In this work, halfway between poetry and choreography, Clara Furey starts an open dialogue with movement, plastic art, and sound designed by Tomas Furey.

She first worked alongside a sculpture by Marc Quinn, Coaxial Plank Density in Montreal and then in Vienna at the MUMOK with an artefact by Heimard Bäcker, Fundstück.

Designed as an art exhibit that can be visited or as a showcased artwork, When Even The fosters an intimate atmosphere and meeting with the audience, who can circulate freely. In a minimalist performance space, Clara Furey immerses us into a meditative dimension of movement. By inviting those present to gather around an animate body and a inanimate body that incarnates different aspect of mourning and decomposition, the performer questions the existential void in a ritual dance, which examines the porosity between life and death.

The void becomes a conveyor of possibilities and allows all forms of communications to coexist. Using Cohen’s poem like a musical score, Clara Furey’s movements spread out over the space and invite us to share an abstract narrative that fosters the careful listening of sensations and hyper-waking of the senses.

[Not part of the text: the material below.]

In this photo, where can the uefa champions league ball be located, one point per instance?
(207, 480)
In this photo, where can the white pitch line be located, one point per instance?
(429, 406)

The sound design by Tomas Furey brings the audience to introspect by opening up imagination spaces.

Exploring the sensuality of the dead, the living, the memory of touch, and absence through sensitive choreography, Clara Furey places a mirror in front of our perishable bodies by offering us different perceptions and different incarnations of decomposition, body and language. Different identities pass through her, inhabit her, and visit her, between tension and relaxation.  The earthly body of the artist, like a vessel, connects these visible or invisible choreographic, poetic presences and soundscapes. Thereby, Clara Furey’s work brings us back to our ineluctable human condition, to our relation to existence and disappearance.

 

After completing musical training at the Conservatoire de Paris, Clara Furey launched her career as a singer-songwriter.

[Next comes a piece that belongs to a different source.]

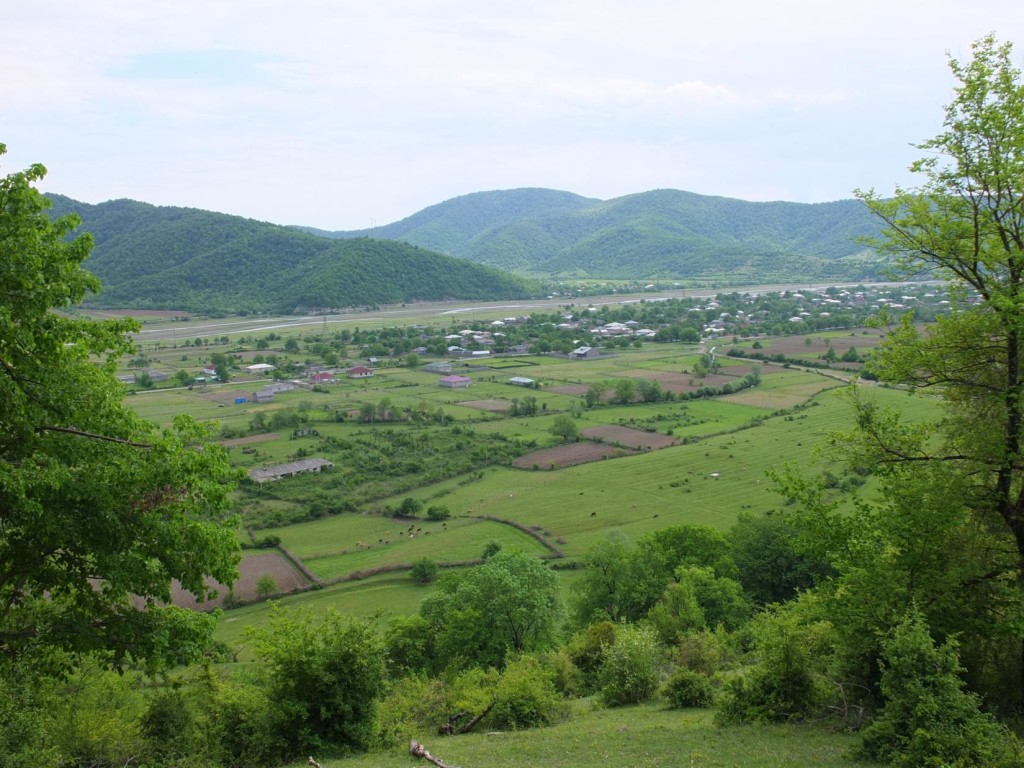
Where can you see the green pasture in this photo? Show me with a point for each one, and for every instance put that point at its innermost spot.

She later trained as a dancer at the École de danse contemporaine de Montréal and worked with choreographers such as George Stamos, Damien Jalet, and Benoît Lachambre. An artist accustomed to collaborative work (Untied Tales with Peter Jasko, showcased at the Venice Biennale in 2016, Ciguë with Éric Arnal Burtschy), Furey created her first solo work as artistic director in 2017 with Cosmic Love, a collective piece with minimal gestures, exploring the voids and invisibilities in the interactions between body, song, and space.

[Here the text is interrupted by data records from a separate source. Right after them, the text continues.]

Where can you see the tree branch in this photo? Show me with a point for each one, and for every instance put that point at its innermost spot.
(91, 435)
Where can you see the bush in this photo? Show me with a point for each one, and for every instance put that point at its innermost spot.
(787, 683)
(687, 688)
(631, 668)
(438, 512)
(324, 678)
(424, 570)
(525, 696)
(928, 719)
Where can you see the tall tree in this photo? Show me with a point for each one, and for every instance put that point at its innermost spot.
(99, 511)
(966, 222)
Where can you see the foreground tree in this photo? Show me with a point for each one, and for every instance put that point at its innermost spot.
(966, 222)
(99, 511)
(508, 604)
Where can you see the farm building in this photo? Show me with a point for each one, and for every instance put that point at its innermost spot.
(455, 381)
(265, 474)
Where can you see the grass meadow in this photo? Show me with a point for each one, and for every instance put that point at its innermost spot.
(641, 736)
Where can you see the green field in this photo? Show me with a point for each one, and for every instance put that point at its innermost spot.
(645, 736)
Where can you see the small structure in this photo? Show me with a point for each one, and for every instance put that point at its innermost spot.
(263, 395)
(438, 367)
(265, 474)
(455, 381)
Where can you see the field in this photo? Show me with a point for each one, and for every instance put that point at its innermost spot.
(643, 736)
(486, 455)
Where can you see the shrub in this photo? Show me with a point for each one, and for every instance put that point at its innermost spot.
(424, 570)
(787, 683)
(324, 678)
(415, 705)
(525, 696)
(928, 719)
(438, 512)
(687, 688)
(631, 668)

As both a choreographer and a performer, Furey is interested in shifting codes within various forms of art by way of an interdisciplinary dialogue. In 2017, she performed When Even

The 90 times alongside a sculpture by Marc Quinn as part of the Leonard Cohen exhibit at the Musée d’art contemporain de Montréal. She is the choreographer of Rather a Ditch (2019), a solo piece written for Céline Bonnier centring on the permeability of bodies, as a response to Steve Reich’s album Different Trains.

Her works toured in numerous festivals including the Biennale of Venise, Les Rencontres Chorégraphiques in Paris, the Festival TransAmériques in Montreal, ImPulsTanz in Vienna.

Performance Mix in New-York City and in different countries such as Lithuania, Czech Republic, Slovakia, Spain, The Netherlands, Belgium, Azerbaïdjan and Bulgaria.